Additionally, the legislation contained other concerning provisions that lawmakers should also exclude from Phase 4:
New Private Sector Mandates
Section 605 subsection (g) requires an individual’s credit report and credit score be made available upon request for free, up to 1 year after the end of the declared disaster. Today free credit scores and credit reports are already available to the public in a myriad of ways. Creating a new government requirement is simply unnecessary. Additionally, the language contains no cap on the number of times a consumer is eligible to request this information. Finally, their request must be fulfilled online no later than 15 minutes after they submit a request.

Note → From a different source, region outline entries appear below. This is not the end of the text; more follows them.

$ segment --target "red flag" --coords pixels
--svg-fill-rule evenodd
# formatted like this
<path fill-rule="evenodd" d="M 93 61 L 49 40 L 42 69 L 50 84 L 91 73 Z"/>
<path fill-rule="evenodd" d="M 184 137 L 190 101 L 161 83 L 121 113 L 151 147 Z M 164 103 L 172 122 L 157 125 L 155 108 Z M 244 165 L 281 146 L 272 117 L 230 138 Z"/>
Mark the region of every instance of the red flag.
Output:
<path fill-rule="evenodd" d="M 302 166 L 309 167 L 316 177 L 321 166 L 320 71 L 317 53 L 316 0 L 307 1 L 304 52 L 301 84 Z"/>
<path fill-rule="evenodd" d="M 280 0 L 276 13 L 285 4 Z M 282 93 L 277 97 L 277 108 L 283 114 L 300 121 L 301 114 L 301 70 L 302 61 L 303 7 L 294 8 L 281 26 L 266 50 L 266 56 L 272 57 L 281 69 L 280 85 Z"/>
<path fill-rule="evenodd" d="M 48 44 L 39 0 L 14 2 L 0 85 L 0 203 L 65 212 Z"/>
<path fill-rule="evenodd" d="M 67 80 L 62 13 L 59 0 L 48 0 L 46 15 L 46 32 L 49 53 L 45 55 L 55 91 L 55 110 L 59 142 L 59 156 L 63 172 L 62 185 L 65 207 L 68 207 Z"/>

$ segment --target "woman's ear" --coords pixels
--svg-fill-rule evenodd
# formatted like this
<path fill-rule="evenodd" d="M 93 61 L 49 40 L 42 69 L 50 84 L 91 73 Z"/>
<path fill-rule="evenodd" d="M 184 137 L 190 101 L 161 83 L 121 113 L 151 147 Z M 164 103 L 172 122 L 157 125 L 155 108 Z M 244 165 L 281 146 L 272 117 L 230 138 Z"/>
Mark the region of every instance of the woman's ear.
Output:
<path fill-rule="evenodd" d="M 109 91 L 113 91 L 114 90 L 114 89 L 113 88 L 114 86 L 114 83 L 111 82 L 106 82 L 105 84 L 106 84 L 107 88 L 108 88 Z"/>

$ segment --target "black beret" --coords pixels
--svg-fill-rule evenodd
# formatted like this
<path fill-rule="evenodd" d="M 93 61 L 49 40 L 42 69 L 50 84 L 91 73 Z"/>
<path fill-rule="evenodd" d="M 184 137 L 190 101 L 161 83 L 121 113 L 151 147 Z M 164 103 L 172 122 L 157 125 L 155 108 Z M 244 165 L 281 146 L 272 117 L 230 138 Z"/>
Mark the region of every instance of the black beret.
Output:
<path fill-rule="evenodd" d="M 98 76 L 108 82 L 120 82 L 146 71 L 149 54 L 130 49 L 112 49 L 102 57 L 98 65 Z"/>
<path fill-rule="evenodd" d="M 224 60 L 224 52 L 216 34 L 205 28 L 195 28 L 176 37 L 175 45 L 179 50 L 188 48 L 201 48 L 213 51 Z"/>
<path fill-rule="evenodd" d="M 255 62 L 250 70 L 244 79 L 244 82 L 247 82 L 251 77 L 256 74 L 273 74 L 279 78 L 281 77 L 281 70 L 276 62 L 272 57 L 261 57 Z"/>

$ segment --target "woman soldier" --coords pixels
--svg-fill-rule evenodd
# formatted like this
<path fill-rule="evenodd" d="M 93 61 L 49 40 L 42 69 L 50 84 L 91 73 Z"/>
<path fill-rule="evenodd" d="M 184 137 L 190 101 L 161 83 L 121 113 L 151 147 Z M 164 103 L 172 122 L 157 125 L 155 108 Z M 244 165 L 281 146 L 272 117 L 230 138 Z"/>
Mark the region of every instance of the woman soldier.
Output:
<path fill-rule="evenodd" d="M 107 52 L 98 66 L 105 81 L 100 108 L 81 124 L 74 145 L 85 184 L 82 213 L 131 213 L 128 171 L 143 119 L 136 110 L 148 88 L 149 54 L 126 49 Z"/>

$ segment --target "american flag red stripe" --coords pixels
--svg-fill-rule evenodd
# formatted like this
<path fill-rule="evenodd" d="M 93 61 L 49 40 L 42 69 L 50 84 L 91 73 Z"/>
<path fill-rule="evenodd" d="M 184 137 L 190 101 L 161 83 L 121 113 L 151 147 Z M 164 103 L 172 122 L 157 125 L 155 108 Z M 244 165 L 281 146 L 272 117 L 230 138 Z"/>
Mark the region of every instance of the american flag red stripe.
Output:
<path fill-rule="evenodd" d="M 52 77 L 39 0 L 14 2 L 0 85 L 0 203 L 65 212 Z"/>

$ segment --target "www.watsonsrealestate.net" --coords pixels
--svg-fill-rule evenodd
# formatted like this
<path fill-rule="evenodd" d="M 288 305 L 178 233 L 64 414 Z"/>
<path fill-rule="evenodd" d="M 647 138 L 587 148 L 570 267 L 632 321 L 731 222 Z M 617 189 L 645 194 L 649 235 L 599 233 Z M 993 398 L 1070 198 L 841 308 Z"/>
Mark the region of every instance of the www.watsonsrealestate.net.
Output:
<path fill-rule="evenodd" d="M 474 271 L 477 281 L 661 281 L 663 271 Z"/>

Preventing Companies from Implementing New Credit Scoring Models During Disasters
Section 630 states that during any declared major disaster, no company may create, implement, or revise a credit score model if it leads to a “significant” percentage of consumers from being less creditworthy compared to other models. This is an unnecessary provision that serves no useful purpose and will only delay the benefits derived by lenders and consumers of updated and more accurate credit scoring models from coming to market.
Instead of government forcing certain information to be censored, a more efficient approach would have individuals directly work with their lenders about payments as they will likely have procedures in place to work with customers impacted by this unique health emergency. Congress should find other, more transparent ways to aid those whose credit scores have been adversely affected by COVID-19 rather than suppressing data and therefore undermining objective, accurate credit reports and scoring models that help the credit system to function in bad as well as good times.
As Congress and the administration continue to respond to the imminent public health threat they must balance the conflicting needs of emergency responsiveness, fiscal responsibility, and economic vitality. However, Congress shouldn’t pass legislation that will erode instead of enhance the predictability of credit reporting. Though these provisions may be well-intentioned, they will make credit reports less accurate and credit scoring less predictive. The result will unfortunately weaken the underwriting process, increase borrower’s costs, endanger taxpayers, and reduce people’s ability to access credit.